Buffett: An Ordinary Horse Sold As Secretariat - Berkshire Shareholder Letter Highlights

From Warren Buffett's 1995 Berkshire Hathaway (BRKa) shareholder letter:

...sellers and their representatives invariably present financial projections having more entertainment value than educational value. In the production of rosy scenarios, Wall Street can hold its own against Washington.

In any case, why potential buyers even look at projections prepared by sellers baffles me. Charlie and I never give them a glance, but instead keep in mind the story of the man with an ailing horse. Visiting the vet, he said: "Can you help me? Sometimes my horse walks just fine and sometimes he limps." The vet's reply was pointed: "No problem - when he's walking fine, sell him." In the world of mergers and acquisitions, that horse would be peddled as Secretariat.

A business run by management in the habit of paying Secretariat prices for so-called strategic acquisitions is a sell.

In most cases, that so-called strategic deal is just a cloak around the reality that a wealth transfer from acquirer to acquiree shareholders is taking place. A company with entrenched management that behaves this way materially reduces the growth in intrinsic value of a business (in fact may shrink it) and, of course, shareholder wealth.

Imagine Berkshire Hathaway without all the smart deals done over the years.

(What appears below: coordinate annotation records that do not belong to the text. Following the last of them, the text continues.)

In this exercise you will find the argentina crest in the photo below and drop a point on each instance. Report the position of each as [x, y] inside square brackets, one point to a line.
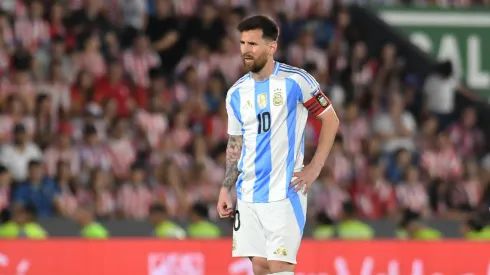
[262, 101]
[277, 98]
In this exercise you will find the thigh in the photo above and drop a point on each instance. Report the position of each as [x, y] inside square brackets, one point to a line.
[248, 236]
[283, 222]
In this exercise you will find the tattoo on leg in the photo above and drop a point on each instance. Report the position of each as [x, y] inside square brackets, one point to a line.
[233, 153]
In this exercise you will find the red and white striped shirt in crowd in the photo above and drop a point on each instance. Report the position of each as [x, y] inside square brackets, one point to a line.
[216, 128]
[353, 134]
[68, 201]
[105, 204]
[412, 196]
[94, 157]
[330, 199]
[185, 7]
[26, 91]
[234, 3]
[301, 56]
[466, 141]
[168, 197]
[341, 167]
[4, 197]
[53, 155]
[33, 34]
[442, 164]
[122, 154]
[6, 33]
[134, 200]
[4, 62]
[373, 200]
[468, 192]
[202, 66]
[59, 93]
[138, 65]
[228, 64]
[92, 62]
[155, 125]
[7, 124]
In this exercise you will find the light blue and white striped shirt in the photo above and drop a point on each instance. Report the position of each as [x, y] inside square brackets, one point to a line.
[271, 116]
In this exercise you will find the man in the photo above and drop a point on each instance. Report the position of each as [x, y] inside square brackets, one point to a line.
[267, 111]
[90, 228]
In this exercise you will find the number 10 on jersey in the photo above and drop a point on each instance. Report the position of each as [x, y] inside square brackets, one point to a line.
[264, 122]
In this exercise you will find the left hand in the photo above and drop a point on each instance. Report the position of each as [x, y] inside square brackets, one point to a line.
[306, 177]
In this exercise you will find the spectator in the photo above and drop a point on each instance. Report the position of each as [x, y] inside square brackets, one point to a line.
[164, 228]
[466, 136]
[62, 150]
[92, 152]
[411, 193]
[442, 161]
[325, 227]
[16, 156]
[139, 60]
[114, 87]
[67, 186]
[134, 198]
[5, 188]
[396, 127]
[120, 150]
[398, 165]
[374, 197]
[39, 191]
[90, 228]
[23, 224]
[164, 32]
[201, 227]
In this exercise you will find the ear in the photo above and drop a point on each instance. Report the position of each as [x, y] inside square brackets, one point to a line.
[272, 47]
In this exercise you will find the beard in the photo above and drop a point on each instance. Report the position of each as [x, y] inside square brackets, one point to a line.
[256, 65]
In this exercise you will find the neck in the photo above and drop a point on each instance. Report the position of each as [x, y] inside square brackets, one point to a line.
[265, 72]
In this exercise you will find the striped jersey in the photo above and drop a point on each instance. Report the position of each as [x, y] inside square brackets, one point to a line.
[271, 116]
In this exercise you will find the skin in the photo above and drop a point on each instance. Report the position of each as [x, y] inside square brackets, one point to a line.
[257, 56]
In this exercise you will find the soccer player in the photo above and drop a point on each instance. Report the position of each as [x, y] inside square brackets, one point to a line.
[267, 111]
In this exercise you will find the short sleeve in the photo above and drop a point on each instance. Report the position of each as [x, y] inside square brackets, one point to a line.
[233, 111]
[312, 96]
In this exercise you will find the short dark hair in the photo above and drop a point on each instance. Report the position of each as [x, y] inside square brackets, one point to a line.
[269, 28]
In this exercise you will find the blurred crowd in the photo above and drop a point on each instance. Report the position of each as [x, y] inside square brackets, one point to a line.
[119, 105]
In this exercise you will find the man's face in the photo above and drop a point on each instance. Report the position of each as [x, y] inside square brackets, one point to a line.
[255, 50]
[36, 173]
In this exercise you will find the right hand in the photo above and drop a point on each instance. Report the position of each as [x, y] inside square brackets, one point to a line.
[225, 206]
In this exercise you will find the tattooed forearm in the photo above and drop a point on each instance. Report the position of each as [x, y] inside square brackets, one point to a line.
[233, 152]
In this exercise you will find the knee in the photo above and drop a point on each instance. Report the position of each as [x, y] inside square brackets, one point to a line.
[260, 266]
[279, 266]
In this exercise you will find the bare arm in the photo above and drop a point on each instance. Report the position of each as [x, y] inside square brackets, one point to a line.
[330, 125]
[233, 153]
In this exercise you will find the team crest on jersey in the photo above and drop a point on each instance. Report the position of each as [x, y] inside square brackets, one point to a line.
[262, 101]
[322, 100]
[277, 99]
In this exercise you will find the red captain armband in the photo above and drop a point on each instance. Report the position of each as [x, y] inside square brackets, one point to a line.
[317, 104]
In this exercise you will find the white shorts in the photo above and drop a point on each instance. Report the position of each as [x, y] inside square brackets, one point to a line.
[270, 230]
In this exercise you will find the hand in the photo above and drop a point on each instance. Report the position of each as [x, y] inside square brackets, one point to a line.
[306, 177]
[225, 207]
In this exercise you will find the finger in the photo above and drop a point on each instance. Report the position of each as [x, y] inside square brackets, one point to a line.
[295, 182]
[307, 188]
[298, 187]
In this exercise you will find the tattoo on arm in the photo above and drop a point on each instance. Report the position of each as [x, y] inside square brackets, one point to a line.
[233, 152]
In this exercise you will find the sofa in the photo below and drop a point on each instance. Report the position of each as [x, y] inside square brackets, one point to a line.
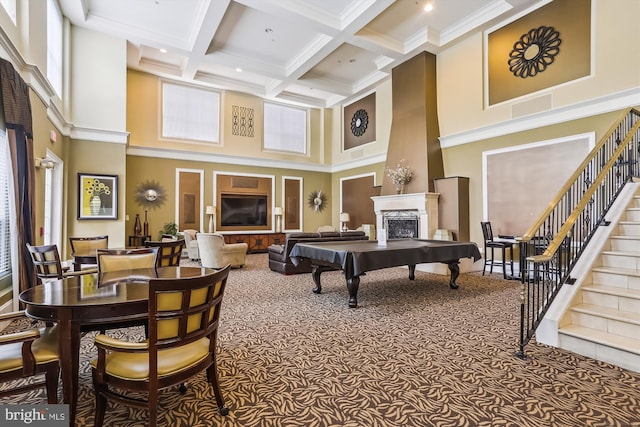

Intrinsic value today would be an awful lot less.

Any use of the words like strategic or synergistic to justify a deal warrants skepticism. Consider those words as code for "we are getting bigger at shareholder expense". When these terms are employed, it's almost guaranteed that management overpaid and is selling the rich price to shareholders on the basis of some mysterious hidden value. The likely reality is that animal spirits kicked in during the acquisition process and management began buying the kind of "rosy scenarios" that Buffett refers to above.

So the pitch to shareholders on the merits of the deal will often be under the guise that value not yet revealed will, out of thin air, somehow emerge. Naturally, once the deal is done if that value does not appear down the road there is no recourse. The wealth transfer will have happened with acquiring shareholders feeling (in fact being) a bit poorer.

The bottom line is that management should, in most cases, pay only for the proven economics of a business...not promise.

If not a rule it's the next best thing.

The intrinsic value of a business is raised by having a management team in place that consistently makes smart acquisitions at fair, or better yet, limping horse prices.